Les votants étaient 19.298 dans le Calvados, 13.571 dans le Vaucluse, « plus de 10.000 en Corrèze » et « plus de 37.000 en Loire Atlantique sur 90% des points de vote », selon Jean-Luc Jacques (CFTC), qui évoque « une déferlante ».
Le dépouillement a commencé dès 15H00 dans certaines petites communes, le résultat national devant être annoncé lundi midi.
« A Mezel (Alpes de Haute-Provence) 232 personnes ont voté », devant la boulangerie et devant le bureau de poste, a noté Claude Quiquis (CGT). « La commune a 600 habitants, mais je n'ai pas le nombre d'inscrits sur les listes électorales », a-t-il ajouté, en raccrochant l'un des 4 téléphones réservés à la collecte des résultats.
La France n'a « jamais connu une telle votation citoyenne et nous n'avons pas les moyens du ministère de l'Intérieur », s'est excusé Michel Pesnel (FO).
Le ministre de l'Industrie Christian Estrosi, a jugé « rassurant » l'attachement ainsi manifesté à La Poste, mais « discutables » les conditions du scrutin, sans valeur juridique : « il n'y a aucun contrôle sur ces urnes, ça rappellera les grandes heures de l'Union soviétique ».

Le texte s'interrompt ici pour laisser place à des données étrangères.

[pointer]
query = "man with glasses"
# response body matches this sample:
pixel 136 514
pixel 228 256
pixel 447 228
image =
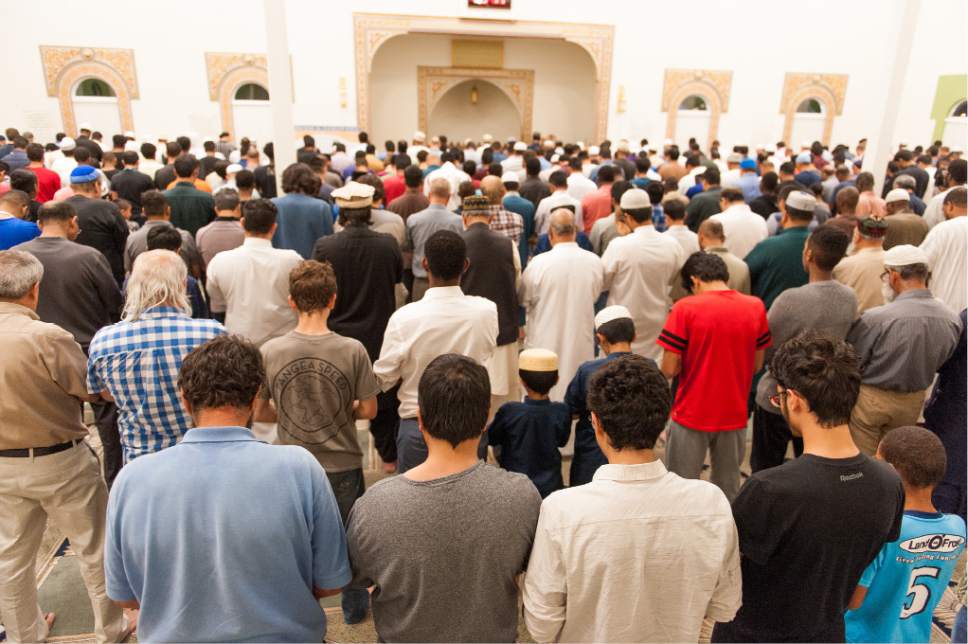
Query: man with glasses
pixel 833 504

Une large majorité de Français (59%) souhaite que le gouvernement organise un référendum sur le changement de statut de La Poste, selon un sondage Ifop à paraître dimanche dans Sud Ouest Dimanche.
Le socialiste Jack Lang a estimé que le gouvernement avait « tort de tarder à mettre en application » le référendum d'initiative populaire introduit dans la Constitution il y a plus d'un an, estimant que la votation avait « une valeur politique ». Dans son département, 21.000 personnes avaient voté en fin d'après-midi.
A Paris, devant le bureau Emile Dolet (XXe arrondissement), « on espérait 500 votants, on en avait plus de 1.500 » à la mi-journée, a raconté Michel Rousseau, président de l'association Euromarches (aide aux chômeurs).
Dans les Hauts-de-Seine, Suresnes a dénombré 1.456 votes et Montrouge 1.246 « dont 26 pour la privatisation. Plusieurs adjoints au maire et conseillers municipaux de droite (actuels ou passés) ont participé a la votation », selon le comité local.
A Châtillon-en-Bazois (Nièvre) une soixantaine de maires, ceints de leur écharpe tricolore, ont voté tous ensemble.
En Meurthe-et-Moselle, un décompte provisoire recensait 20.176 votes samedi, avec 97,9% de « non » sur 67 lieux de vote, dont 17 entreprises. L'Essonne avait recensé dans l'après-midi 10.081 votes, dans 62 bureaux dépouillés sur 203.
L'Aude, l'Isère et la Charente revendiquaient respectivement 129, 120 et 90 points de vote avant samedi, et le Gers 82 communes de vote « représentant la moitié des 143.000 électeurs inscrits du département ».